Comprehensive and accurate assessment of symptoms experienced by patients undergoing lung radiotherapy (RT) is challenging. This study aims to evaluate the feasibility and utility of collecting acute toxicity information by using a patient-reported instrument, the Thoracic Symptom Self-Assessment Tool (TSSAT).

Methods

The TSSAT is based on the CTCAE v3.0(Common Toxicity Criteria of Adverse Events). All patients undergoing lung RT at our center from May 2008 to April 2009 were asked to complete the TSSAT on day 1 and weekly during RT. TSSAT scores were compared with clinician reporting of the same symptoms. Descriptive statistics and weighted kappa values were calculated to measure the agreement between patient- and clinician-reported acute toxicity.

Results

Of 300 consecutive patients approached, 49% (148/300) completed the TSSAT at least once. Patient participation and compliance were associated with treatment intent; radical (87%) vs. palliative (25%); P = <.0001. The average data completion rate by patients was 72%, and the average toxicity documentation rate by clinicians was 67%. Agreement between patients and clinicians was fair to moderate for most symptoms; the majority (>79%) of the differences were within one grade. Patients reported greater severity than clinicians for subjective symptoms. Clinicians graded greater severity than patients for the more observable symptoms.

Conclusions

The TSSAT has been shown to be feasible and accepted by patients receiving radical dose RT. Patient-reported assessments may improve acute symptom management in the future.

Introduction

Patient-reported outcomes (PRO), namely treatment toxicity and symptoms experienced, are more comprehensive and accurate than clinician-reported assessments.1, 2 PROs are commonly used in health-related quality-of-life and symptom research but not in monitoring toxicity experienced by patients undergoing radiotherapy (RT).3, 4, 5, 6, 7 The Quantitative Analysis of Normal Tissue Effects in the Clinic Group has highlighted the importance of reporting and recording toxicity.⁸ At present, RT toxicity information is collected most often in clinical trials or research protocols and less formally in clinical practice.

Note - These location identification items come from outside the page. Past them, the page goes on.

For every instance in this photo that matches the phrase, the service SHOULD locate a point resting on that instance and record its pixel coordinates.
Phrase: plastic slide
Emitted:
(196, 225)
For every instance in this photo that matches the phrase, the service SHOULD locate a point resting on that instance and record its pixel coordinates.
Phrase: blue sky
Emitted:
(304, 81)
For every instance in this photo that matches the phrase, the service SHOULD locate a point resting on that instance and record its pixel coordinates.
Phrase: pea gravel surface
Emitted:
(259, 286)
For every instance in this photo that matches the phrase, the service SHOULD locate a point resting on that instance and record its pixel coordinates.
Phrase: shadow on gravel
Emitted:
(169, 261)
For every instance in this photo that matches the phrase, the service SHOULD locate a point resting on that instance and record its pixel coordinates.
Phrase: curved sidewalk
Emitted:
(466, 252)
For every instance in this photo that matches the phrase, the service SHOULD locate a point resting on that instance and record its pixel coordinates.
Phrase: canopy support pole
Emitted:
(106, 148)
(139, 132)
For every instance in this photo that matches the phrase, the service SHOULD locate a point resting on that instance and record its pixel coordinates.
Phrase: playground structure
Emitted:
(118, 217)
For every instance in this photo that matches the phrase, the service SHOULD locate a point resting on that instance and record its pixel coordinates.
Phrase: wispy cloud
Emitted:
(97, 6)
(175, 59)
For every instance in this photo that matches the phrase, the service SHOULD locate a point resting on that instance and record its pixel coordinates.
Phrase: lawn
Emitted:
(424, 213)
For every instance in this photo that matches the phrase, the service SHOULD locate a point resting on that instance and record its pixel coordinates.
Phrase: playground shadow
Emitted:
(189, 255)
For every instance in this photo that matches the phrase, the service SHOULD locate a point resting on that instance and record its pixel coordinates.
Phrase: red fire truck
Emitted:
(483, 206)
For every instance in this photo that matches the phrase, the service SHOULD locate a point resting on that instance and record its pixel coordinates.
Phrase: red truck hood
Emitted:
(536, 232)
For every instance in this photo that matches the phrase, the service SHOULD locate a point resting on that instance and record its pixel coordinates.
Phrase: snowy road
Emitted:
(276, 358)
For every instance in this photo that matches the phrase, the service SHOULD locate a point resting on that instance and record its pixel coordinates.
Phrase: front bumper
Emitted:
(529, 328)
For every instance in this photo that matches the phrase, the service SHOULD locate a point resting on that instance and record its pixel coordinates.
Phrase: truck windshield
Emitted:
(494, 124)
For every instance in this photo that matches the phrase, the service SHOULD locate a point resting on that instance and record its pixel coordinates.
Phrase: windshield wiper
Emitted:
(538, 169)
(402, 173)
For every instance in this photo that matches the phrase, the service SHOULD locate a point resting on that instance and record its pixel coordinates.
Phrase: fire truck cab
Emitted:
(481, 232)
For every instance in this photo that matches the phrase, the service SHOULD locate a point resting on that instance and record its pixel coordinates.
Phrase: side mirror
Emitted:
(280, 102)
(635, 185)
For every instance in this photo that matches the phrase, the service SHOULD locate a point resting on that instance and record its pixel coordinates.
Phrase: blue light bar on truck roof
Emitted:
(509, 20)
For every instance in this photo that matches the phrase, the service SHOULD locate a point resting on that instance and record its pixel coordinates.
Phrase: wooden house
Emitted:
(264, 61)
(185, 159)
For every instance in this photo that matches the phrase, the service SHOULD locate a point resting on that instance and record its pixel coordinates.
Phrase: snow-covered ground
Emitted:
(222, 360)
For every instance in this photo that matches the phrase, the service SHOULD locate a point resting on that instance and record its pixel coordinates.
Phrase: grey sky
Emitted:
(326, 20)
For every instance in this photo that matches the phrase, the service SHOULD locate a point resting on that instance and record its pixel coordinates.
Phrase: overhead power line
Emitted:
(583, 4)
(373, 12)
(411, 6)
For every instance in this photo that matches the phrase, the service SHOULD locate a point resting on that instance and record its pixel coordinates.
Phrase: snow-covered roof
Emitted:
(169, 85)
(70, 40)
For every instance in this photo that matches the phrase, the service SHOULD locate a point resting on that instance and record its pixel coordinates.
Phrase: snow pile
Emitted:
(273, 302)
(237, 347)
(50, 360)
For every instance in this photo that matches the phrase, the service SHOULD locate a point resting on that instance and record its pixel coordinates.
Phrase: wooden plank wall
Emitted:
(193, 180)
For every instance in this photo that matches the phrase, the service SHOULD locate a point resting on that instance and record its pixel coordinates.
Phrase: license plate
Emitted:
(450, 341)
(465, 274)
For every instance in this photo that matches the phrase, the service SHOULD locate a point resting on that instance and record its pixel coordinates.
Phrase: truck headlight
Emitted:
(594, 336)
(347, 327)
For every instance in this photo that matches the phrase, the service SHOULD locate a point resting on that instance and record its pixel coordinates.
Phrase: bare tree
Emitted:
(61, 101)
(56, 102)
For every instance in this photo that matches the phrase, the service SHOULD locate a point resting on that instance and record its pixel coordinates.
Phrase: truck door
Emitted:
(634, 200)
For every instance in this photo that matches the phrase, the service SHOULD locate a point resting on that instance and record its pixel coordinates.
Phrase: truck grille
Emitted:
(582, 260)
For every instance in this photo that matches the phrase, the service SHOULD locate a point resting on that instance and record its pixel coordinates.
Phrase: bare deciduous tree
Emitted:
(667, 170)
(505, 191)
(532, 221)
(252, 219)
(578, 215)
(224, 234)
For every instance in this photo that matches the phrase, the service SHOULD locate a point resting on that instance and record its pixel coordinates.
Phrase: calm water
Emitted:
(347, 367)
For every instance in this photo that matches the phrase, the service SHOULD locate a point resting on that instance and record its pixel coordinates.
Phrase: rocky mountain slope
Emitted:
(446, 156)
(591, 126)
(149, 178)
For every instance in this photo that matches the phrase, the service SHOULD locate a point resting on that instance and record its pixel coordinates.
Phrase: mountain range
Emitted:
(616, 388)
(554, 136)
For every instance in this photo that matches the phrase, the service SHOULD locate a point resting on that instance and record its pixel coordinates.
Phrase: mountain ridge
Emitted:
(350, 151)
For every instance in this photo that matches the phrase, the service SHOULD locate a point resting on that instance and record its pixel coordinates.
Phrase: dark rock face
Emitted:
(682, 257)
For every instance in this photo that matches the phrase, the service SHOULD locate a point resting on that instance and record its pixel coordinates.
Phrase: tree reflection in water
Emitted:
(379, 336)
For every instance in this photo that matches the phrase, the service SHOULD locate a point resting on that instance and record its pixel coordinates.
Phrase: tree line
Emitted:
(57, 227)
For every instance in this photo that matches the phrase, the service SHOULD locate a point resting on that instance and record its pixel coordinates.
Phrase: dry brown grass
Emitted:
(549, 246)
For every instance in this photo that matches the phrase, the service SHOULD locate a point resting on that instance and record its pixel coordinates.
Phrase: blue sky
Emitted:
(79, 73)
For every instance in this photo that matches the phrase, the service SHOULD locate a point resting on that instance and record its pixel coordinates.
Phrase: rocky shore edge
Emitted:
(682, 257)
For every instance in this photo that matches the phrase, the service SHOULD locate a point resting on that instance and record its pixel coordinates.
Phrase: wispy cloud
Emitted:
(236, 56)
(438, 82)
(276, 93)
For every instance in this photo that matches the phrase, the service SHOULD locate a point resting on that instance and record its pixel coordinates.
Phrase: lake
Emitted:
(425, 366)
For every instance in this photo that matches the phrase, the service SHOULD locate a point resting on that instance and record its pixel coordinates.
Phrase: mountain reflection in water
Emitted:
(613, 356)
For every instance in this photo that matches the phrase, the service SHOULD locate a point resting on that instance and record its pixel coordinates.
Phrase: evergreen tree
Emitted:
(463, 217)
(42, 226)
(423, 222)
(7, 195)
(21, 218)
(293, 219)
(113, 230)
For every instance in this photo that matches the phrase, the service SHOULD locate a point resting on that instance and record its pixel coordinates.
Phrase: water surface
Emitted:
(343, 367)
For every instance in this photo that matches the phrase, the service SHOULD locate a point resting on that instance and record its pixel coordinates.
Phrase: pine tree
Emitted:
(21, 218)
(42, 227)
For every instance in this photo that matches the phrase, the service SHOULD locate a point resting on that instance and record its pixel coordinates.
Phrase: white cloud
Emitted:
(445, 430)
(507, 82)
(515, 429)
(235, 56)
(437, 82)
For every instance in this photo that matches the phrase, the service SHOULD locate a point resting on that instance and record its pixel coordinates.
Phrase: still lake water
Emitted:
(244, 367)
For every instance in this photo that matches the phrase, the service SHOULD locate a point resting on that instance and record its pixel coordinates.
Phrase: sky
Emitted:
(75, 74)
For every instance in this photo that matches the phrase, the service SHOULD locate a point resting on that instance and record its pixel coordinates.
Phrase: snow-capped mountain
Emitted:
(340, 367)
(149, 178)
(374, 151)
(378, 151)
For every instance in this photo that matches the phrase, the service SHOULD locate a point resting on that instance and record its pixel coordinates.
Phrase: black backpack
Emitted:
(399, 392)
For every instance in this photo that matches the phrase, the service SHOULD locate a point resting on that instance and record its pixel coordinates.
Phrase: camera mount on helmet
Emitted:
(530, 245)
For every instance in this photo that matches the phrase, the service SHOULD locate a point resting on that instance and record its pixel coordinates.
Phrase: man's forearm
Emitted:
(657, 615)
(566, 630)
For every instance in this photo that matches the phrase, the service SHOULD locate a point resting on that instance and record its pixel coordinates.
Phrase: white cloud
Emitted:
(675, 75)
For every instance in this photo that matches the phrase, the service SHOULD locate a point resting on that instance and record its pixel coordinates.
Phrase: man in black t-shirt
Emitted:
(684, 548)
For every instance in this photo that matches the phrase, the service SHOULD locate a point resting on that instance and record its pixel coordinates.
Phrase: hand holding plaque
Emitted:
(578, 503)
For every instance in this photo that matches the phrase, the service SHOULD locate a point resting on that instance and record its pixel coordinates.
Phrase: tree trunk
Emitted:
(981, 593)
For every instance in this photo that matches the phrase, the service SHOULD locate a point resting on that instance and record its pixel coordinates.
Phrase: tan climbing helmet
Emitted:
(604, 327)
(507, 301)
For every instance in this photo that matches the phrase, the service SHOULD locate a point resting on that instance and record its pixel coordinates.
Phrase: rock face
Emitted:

When it is collected, this information involves clinicians obtaining, interpreting, and documenting patient symptoms. This form of toxicity data collection can be challenging due to clinician time constraints, lack of patient empowerment to report toxicity, and communication barriers between patients and clinicians. Furthermore, results of research have shown low concordance among patient and clinician rating of symptoms,5, 9, 10, 11 especially when reporting subjective symptoms such as fatigue and dyspnea.12, 13 These factors contribute to under-reporting of treatment-related toxicity and potentially suboptimal management of patients' symptoms.

The National Cancer Institute's Common Terminology Criteria for Adverse Events (CTCAE) is the recommended standard for the collection and documentation of toxicity information in cancer treatment trials.¹⁴ Several groups have successfully adapted salient CTCAE items into language suitable for patients undergoing RT to the head and neck or to the pelvis, and chemotherapy for lung cancers.12, 15, 16 These tools have demonstrated high levels of patient use and satisfaction, and clinician acceptance. However, to date, a patient-based toxicity reporting tool based on CTCAE has not been developed to assess treatment-related adverse effects in patients undergoing lung RT. In this study, we evaluated the feasibility, utility, and agreement between patients and clinicians reporting of toxicity events by using a Thoracic Symptom Self-Assessment Tool (TSSAT) developed at our center.